When I was six or seven years old, I came home from church one Sunday after spending time in the nursery with the other kids. I had been playing Mary Had a Little Lamb on one of those brightly colored xylophones. It was so much fun. I kept hitting the little slats until I finally figured out the tune. So, we got home and my parents had a small dual keyboard organ with foot pedals. I don’t remember it too well, but I know they (or at least my dad) would play it on occasion. I sat my little butt on the bench, being careful not to step on the foot pedals, and I plucked and plucked at the keys until I found Mary Had a Little Lamb. I don’t know if this is normal for how musically inclined people start learning, but my impression of the story that’s been told to me as I’ve gotten older is that teaching myself by ear on two different instruments was pretty impressive.

My parents started teaching me little basics of how to play the piano and what notes were called and such, and the next year I was enrolled in piano lessons. My parents bought a Yamaha Clavinova piano. Even though it’s not a typical upright or a grand, I hesitate calling it a keyboard because it’s not one of those chintzy 22 or 36 key keyboards with 50 different sounds and a demo-at-the-touch-of-a-button button. It only had 5 voices (of which, I only ever used piano anyway), a volume bar and a power button. You could plug headphones in, which I think my dad appreciated as I got older. Plus, the keys were weighted just like a “real” piano.

I had piano lessons from second grade through ninth. I went through all levels of basic one-note at a time recitals to intermediate/advanced songs. I didn’t always care about the lessons (Jaime! Your nails click the keys! Trim them!!), but I loved the freedom of expression that playing music granted me. Unfortunately, I was never one to be able to come up with my own songs or do improvisational styles, but if I sensed an emotion in a song I was playing, I damn well tried my best to impart it when I played.

When I “grew up” and moved on, attempting that thing called Being An Adult, I always wished I’d have enough money to get a piano so I could play. I’d even joke with my dad about when he was planning on giving me this piano. Whenever I found a friend that had a piano, or went to church with family members, I’d always find the piano and play the one song I could still remember: Fur Elise. I still remember bits and pieces of it even though it’s been over 10 years since I learned it. And I don’t have any of my old sheet music due to one of those out-of-your-control life issues and that kind of makes me sad. 🙁

PaperCamera2012-06-18-18-09-29A couple of weeks ago, my brother mentioned that our dad was planning on replacing “my” piano with a newer version and selling the old one on Craigslist. I was not about to let him sell off this piano that helped me though the emotional traumas of growing up to some stranger. So, I bought it from him! We got it home Sunday and put back together. I have a few pieces of sheet music of songs that I had wanted to play, but never had the piano to do it, so I pulled those out and started sight-reading.

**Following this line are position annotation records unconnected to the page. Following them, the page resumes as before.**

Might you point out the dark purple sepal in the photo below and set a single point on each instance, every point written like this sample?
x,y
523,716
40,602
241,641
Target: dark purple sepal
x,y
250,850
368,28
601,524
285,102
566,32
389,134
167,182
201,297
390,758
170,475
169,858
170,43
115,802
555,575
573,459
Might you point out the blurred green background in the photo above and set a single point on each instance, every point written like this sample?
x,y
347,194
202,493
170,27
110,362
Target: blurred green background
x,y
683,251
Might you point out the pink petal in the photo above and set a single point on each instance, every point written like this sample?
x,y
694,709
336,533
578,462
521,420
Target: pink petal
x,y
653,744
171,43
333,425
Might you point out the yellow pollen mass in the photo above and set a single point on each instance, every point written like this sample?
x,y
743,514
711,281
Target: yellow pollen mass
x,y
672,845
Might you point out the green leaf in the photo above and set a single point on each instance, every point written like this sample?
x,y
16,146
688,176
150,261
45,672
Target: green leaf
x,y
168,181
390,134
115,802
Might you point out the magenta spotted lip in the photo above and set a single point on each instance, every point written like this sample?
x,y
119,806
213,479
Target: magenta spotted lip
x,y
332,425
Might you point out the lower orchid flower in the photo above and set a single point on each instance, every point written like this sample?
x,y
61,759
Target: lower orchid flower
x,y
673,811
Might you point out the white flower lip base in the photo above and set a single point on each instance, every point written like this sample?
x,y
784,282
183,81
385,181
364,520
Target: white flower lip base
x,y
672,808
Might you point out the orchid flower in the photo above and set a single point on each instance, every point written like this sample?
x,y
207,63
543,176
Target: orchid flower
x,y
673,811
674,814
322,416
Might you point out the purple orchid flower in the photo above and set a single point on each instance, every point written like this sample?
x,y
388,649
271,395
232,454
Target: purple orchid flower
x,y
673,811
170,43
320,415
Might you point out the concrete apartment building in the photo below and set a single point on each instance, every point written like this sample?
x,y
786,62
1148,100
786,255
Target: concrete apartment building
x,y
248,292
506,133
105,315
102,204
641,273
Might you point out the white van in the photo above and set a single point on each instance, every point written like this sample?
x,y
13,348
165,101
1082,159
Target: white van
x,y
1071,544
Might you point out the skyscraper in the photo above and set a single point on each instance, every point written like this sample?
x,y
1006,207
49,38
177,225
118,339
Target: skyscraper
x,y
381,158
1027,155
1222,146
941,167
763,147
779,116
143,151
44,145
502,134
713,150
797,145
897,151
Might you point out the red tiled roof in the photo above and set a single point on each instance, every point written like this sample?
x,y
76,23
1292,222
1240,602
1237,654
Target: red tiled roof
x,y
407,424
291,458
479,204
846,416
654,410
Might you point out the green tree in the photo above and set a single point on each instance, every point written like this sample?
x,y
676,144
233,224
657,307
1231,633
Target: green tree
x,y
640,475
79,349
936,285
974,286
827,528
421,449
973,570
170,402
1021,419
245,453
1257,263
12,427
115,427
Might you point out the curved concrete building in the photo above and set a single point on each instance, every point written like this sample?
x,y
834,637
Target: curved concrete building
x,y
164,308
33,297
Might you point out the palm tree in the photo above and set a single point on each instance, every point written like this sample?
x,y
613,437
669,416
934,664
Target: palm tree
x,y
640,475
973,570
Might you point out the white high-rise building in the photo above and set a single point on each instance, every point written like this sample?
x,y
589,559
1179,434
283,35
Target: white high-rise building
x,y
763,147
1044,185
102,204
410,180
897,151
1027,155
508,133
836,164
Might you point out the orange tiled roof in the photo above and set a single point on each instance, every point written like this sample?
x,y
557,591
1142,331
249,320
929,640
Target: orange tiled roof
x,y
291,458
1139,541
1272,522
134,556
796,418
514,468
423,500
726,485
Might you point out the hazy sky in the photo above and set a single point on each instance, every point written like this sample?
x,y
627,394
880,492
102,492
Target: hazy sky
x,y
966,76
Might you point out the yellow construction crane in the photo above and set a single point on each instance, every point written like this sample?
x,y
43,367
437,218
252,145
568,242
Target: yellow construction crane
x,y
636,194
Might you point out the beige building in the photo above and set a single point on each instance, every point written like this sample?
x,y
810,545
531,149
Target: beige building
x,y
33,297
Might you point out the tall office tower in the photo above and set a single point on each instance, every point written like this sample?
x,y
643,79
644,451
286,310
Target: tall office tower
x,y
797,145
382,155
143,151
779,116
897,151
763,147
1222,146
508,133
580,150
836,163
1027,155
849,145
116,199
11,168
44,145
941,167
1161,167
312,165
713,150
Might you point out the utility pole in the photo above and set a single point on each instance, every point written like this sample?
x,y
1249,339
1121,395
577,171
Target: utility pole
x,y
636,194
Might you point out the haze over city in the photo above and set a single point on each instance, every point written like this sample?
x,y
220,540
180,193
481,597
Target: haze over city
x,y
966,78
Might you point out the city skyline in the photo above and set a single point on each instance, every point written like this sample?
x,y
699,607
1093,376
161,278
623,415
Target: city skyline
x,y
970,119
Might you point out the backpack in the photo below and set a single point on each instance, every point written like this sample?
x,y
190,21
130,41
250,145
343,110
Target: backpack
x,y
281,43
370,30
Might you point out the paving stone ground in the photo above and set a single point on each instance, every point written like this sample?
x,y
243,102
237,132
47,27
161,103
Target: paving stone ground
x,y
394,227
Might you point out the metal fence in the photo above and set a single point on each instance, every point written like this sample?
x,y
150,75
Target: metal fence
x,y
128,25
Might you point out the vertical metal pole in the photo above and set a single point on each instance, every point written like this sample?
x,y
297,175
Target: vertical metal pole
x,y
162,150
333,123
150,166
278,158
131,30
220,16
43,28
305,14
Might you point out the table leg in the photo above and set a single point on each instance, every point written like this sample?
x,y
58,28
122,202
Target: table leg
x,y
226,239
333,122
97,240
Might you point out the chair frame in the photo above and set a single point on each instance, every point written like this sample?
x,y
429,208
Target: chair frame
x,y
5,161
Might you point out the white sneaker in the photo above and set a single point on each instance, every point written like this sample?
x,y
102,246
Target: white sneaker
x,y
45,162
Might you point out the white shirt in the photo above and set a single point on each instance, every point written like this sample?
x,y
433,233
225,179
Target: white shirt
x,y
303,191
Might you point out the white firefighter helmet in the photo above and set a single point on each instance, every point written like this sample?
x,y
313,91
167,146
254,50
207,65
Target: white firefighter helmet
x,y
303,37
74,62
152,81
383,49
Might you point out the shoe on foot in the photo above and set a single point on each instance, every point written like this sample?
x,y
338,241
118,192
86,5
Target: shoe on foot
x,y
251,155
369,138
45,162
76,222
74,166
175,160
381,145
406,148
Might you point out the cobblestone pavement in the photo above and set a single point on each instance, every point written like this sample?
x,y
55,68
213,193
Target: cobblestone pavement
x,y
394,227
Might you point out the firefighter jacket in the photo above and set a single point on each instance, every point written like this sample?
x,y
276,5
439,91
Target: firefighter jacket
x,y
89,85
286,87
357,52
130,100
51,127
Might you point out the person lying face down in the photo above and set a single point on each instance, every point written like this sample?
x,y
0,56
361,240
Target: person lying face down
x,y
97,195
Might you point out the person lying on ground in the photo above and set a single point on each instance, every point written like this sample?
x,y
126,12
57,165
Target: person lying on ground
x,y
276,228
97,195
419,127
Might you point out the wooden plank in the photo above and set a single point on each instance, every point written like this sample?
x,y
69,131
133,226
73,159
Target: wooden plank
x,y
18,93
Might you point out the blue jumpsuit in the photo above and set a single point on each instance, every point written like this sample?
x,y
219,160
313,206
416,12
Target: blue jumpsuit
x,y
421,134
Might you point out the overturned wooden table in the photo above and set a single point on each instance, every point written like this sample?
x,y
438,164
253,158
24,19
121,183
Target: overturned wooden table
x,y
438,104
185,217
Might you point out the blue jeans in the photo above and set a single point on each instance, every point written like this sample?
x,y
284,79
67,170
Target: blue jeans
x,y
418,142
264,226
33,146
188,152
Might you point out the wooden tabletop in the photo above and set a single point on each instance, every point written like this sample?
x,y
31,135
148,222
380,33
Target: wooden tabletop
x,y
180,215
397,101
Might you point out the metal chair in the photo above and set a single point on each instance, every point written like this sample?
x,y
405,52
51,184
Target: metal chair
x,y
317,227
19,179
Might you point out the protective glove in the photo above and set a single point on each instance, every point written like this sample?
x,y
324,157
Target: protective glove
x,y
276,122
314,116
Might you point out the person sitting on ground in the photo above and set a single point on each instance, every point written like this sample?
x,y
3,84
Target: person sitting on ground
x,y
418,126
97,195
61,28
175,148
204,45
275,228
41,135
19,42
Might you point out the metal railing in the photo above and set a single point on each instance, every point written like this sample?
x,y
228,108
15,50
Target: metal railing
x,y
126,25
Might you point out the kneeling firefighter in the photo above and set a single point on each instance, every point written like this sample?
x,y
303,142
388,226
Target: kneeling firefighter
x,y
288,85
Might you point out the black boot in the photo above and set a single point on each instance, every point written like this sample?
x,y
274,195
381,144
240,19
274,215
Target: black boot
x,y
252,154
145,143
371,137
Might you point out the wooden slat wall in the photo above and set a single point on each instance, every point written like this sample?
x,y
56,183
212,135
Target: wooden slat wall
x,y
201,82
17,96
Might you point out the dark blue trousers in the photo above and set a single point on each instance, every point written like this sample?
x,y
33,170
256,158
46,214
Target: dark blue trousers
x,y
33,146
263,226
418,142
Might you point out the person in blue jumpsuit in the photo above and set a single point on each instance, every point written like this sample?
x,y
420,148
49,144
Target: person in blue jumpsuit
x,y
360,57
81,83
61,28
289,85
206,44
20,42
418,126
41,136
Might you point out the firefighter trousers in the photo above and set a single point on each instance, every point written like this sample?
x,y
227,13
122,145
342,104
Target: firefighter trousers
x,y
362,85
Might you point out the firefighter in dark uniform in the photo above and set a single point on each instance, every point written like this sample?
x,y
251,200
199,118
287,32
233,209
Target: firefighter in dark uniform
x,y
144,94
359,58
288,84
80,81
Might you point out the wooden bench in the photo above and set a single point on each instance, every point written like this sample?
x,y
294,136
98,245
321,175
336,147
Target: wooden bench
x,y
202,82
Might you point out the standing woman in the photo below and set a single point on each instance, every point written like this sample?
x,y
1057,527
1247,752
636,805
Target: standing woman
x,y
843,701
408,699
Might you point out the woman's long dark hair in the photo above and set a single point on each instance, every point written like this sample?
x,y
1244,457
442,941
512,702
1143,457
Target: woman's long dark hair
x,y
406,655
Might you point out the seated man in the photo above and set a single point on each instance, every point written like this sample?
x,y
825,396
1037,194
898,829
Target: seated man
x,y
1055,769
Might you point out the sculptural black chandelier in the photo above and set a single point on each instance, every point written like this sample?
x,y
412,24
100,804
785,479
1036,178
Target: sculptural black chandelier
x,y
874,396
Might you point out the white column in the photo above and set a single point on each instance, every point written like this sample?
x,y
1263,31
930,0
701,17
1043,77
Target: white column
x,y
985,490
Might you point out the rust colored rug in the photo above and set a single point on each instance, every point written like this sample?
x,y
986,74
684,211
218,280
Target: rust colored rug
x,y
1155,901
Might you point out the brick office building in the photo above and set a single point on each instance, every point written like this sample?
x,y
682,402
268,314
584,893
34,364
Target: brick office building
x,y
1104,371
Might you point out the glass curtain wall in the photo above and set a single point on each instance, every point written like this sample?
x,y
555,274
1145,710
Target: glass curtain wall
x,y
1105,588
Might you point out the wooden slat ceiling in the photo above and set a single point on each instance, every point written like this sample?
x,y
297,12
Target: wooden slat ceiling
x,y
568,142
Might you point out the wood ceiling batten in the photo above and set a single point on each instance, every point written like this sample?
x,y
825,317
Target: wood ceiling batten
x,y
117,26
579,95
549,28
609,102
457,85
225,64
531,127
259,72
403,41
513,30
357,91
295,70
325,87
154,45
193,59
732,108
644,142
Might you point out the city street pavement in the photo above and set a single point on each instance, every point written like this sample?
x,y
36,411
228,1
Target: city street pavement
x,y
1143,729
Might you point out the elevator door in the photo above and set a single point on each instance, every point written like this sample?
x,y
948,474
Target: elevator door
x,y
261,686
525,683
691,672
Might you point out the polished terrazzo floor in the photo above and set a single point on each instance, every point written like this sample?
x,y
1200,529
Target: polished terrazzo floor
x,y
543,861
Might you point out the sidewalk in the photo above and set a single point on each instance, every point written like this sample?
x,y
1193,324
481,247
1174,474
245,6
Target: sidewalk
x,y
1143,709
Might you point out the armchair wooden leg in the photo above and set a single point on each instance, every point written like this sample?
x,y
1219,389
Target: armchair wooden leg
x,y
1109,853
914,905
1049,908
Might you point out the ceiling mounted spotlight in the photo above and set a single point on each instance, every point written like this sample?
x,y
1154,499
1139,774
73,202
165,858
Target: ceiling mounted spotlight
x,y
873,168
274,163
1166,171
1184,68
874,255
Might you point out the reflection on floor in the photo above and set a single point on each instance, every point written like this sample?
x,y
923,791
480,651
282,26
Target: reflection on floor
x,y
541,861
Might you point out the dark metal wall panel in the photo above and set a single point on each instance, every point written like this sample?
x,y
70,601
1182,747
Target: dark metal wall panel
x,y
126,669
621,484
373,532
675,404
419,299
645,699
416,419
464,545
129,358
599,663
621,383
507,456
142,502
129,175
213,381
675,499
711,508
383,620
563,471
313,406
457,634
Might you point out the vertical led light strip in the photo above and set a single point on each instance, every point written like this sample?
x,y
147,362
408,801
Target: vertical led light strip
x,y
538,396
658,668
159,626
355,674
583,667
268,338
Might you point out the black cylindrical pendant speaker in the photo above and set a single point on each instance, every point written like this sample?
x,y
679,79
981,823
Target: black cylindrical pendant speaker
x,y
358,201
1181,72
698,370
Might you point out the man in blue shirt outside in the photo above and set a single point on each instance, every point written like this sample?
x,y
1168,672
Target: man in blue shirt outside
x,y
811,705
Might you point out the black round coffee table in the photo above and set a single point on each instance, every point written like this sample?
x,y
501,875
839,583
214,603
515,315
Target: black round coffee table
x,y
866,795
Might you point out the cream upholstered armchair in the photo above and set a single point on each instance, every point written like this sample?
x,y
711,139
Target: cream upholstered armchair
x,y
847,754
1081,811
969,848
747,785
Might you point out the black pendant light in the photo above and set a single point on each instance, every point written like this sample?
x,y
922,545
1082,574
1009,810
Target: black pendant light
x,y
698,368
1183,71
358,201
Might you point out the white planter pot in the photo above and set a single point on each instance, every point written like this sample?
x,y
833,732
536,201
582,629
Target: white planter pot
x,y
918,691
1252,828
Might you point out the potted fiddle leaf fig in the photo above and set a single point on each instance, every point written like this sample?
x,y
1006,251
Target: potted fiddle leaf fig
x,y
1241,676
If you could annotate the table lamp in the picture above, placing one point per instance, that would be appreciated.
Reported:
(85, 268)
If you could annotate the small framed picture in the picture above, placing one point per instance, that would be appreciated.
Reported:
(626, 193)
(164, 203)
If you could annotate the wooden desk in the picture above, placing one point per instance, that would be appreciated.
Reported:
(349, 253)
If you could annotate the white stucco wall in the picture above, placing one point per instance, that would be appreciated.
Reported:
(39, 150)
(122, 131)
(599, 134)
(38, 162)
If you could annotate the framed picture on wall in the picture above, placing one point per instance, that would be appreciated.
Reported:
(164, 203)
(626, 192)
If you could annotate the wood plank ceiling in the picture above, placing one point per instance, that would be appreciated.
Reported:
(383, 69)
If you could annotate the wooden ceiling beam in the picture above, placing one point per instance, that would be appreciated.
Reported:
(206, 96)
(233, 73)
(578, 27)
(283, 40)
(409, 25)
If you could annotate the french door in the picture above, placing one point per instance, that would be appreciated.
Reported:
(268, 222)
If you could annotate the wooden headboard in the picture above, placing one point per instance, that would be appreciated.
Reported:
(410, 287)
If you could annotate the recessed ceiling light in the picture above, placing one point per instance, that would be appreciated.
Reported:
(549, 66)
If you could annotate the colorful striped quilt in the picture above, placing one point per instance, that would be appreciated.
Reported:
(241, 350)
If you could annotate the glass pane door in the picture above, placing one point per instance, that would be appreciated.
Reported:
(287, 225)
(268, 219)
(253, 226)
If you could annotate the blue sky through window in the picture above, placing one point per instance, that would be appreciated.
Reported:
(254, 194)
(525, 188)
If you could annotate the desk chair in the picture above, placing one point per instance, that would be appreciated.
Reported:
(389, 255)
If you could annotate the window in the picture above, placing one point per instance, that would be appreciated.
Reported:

And it was so hard! But I loved it! Every single moment! My piano is sitting in my living room where the futon had been (Bye-bye couch!!) and it just seems to fit perfectly. I don’t remember how I managed to play the piano and turn the pages though. It used to just happen, but now I stutter over the keys and notes and then there’s a huuuuge pause while I stop to turn the page. :p I know it will get easier with practice, but that doesn’t change me wishing I could play like I did when I was younger.

My daughter has been asking me for a couple years if she could take piano lessons, but my typical response was always “Well, since we don’t have a piano, you wouldn’t be able to practice.” Now that we have one, though, I bought a couple of “older” student piano books and I’m going to start teaching her. I know I am really looking forward to teaching her (and reteaching myself!), but I’m not sure how much she’ll want to keep learning when I’m teaching chords or one-note at a time songs. 😉

Having this piano means so much to me. I don’t even know if I can express in words how much it means. Maybe once I get back up on that bike and ride, I’ll have my husband record it. That way, everyone can hear the emotion that I feel now when I play on the piano I grew up with.